I’m usually skeptical of reboots and updated versions of movie franchises. For example, I was ambivalent about the Ghostbusters reboot and I generally dislike the idea of making the “Black” or “female” version of popular movies. However, I’m a fan like anyone else, and star power is a legitimate draw. An all-star lineup attracts audiences, and that is the universal appeal of Ocean’s 8. Somehow my snobby cinematic preferences went out the window when I heard that Cate Blanchett and Rihanna were going to be in the all-girl interpretation of Ocean’s Eleven, itself a reboot of the 1960 Rat Pack classic.
Writer/director Gary Ross (The Hunger Games) has created a fun, slick caper that doesn’t quite live up to Steven Soderbergh’s original Ocean’s Eleven, but more than holds its own against Ocean’s 12 and 13. Deb and Lou assemble a team whose mission is to swipe a diamond Cartier necklace from starlet Daphne Kluger (Anne Hathaway, Alice Through the Looking Glass), who will be wearing the jewelry worth 150 million dollars to the Met Ball. Through an intricate plan involving surveillance, reconnaissance, and good old-fashioned luck, the hodgepodge team of bandits set the stage to pull off the brazen heist.
Rihanna (Annie) features prominently as Nine Ball, hacker extraordinaire and overall badass, much like the singer herself. Rounding out the cast are Sarah Paulson (The Post) as Tammy, Mindy Kaling (A Wrinkle in Time) as Amita, high-strung and anxious to get out from under her mother’s thumb, and Awkwafina as a sticky-fingered hipster. The esteemed Helena Bonham Carter (Alice Through the Looking Glass) appears as fashion designer Rose Weil, tasked with dressing Daphne for the ball and rigging the necklace. The audacious caper requires extraordinary skill and luck, and of course it’s all farfetched, but that’s not the point!

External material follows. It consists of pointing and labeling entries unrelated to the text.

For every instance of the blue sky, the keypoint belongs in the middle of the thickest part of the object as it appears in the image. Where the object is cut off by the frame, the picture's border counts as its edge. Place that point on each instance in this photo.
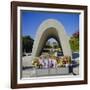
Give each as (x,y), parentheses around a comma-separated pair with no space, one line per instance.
(30,21)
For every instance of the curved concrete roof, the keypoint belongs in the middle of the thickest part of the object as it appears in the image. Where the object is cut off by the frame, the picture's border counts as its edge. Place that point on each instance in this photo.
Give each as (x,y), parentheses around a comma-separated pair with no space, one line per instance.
(51,28)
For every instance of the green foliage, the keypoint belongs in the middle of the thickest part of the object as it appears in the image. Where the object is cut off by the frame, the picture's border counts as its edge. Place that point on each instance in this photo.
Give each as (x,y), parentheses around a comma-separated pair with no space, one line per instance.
(27,43)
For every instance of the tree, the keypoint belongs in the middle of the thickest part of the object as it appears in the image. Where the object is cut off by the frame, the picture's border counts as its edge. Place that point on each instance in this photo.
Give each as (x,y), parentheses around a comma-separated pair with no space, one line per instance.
(74,41)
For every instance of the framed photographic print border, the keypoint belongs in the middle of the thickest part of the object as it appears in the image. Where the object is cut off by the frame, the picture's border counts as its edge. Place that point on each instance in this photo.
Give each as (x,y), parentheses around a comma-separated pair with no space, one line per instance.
(14,43)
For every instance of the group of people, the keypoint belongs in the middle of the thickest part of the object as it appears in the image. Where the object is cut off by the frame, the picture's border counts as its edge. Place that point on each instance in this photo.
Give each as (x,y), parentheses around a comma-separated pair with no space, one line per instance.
(47,62)
(50,62)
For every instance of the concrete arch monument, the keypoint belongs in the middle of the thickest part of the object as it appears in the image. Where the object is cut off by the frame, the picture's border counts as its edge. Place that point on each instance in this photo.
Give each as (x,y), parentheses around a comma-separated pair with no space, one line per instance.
(51,28)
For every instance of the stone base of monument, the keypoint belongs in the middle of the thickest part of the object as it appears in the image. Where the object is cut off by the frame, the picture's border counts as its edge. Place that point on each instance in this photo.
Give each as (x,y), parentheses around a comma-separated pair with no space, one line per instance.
(45,72)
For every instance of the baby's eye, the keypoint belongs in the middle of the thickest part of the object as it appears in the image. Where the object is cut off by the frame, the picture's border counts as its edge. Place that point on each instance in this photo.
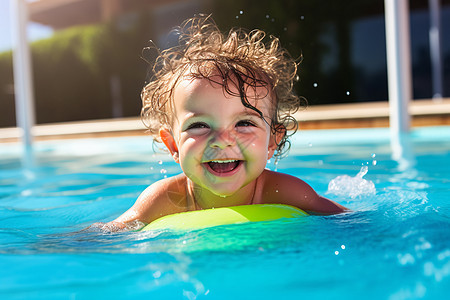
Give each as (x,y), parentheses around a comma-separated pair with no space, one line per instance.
(197,128)
(245,123)
(197,125)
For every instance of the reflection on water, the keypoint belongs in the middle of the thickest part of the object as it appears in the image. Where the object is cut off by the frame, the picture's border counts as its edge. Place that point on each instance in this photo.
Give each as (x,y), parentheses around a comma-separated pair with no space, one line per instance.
(395,242)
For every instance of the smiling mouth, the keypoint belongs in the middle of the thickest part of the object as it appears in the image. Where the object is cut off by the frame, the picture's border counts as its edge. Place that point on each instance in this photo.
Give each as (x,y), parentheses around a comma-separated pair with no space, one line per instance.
(224,166)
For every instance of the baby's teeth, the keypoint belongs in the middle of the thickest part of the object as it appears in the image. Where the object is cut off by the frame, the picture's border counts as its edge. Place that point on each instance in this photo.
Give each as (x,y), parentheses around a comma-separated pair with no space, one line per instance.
(223,161)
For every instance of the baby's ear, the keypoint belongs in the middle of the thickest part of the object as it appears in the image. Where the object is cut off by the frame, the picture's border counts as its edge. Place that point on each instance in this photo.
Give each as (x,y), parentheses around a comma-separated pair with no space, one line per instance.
(168,140)
(276,139)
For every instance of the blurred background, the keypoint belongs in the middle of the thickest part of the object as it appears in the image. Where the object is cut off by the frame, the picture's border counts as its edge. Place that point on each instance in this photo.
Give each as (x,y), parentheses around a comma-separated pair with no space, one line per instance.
(88,61)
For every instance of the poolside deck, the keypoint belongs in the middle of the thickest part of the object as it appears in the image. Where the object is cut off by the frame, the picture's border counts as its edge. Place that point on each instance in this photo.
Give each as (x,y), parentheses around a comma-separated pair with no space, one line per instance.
(359,115)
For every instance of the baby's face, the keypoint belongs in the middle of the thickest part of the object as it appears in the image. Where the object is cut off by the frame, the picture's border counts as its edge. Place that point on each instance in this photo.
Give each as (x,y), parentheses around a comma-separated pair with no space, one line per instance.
(222,146)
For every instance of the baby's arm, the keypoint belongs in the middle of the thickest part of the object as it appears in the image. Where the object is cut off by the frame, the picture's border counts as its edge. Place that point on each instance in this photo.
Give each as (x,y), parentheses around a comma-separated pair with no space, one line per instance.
(290,190)
(164,197)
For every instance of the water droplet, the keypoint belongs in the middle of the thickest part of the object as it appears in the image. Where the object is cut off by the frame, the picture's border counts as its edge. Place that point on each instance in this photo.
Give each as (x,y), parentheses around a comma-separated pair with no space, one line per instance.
(157,274)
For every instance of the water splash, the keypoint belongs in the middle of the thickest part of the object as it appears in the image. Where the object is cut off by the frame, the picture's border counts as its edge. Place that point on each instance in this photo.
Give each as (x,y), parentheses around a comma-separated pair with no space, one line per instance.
(352,187)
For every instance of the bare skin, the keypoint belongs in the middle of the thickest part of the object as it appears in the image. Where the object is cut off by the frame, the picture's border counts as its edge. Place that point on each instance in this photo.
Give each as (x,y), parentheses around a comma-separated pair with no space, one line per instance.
(222,148)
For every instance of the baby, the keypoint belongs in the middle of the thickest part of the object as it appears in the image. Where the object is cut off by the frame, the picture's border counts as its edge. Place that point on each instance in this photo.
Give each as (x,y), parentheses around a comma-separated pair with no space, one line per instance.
(222,105)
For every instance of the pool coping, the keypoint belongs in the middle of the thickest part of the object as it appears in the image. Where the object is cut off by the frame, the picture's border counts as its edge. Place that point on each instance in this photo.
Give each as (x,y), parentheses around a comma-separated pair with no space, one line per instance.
(354,115)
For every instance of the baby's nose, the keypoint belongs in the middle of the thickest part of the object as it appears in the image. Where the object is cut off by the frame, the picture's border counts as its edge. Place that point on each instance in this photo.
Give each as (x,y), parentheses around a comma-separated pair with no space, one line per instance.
(222,139)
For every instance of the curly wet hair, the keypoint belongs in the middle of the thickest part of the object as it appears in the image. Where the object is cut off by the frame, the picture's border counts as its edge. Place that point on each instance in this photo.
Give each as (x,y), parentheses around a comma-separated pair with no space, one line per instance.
(237,61)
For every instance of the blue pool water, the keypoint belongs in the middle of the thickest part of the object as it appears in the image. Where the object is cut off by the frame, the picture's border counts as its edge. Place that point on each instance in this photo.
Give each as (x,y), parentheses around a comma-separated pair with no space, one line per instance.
(394,245)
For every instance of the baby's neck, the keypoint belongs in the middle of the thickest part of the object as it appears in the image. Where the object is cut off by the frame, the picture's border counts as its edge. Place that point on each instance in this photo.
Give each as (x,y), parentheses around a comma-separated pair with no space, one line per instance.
(205,199)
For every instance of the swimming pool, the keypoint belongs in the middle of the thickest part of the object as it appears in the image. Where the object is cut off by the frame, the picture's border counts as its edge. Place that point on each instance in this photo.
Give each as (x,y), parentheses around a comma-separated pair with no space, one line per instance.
(395,245)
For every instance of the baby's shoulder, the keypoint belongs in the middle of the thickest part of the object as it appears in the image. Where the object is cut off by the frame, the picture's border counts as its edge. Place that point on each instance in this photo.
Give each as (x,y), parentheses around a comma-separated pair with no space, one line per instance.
(283,187)
(172,189)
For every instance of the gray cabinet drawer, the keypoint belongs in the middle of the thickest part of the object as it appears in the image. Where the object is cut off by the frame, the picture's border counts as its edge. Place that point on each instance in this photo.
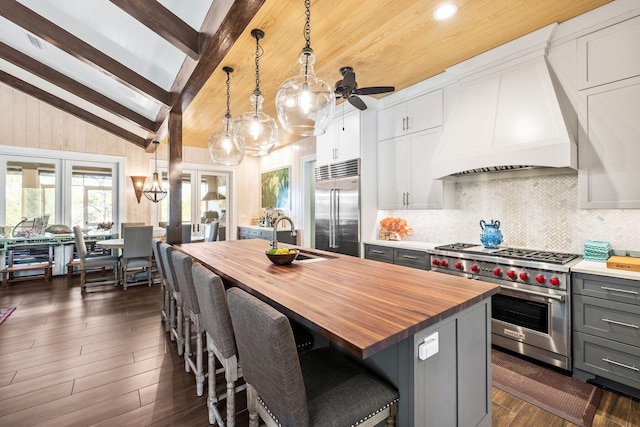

Ross lacks the finesse of the aforementioned Soderbergh, so the film wasn’t as slick and polished as the other “Ocean’s” movies. Nevertheless, there were tonal similarities, and the cast’s chemistry and camaraderie made the movie as fun to watch as it probably was to film. The movie’s flaws weren’t significant, as I expect some suspension of disbelief and understand that any retread inherently lacks originality. Ross allowed the cast to shine, even if their considerable talents may not have been particularly tested by the material here. Rihanna was surprisingly effective, and Paulson and Hathaway were particularly endearing. This was perfect summer fare.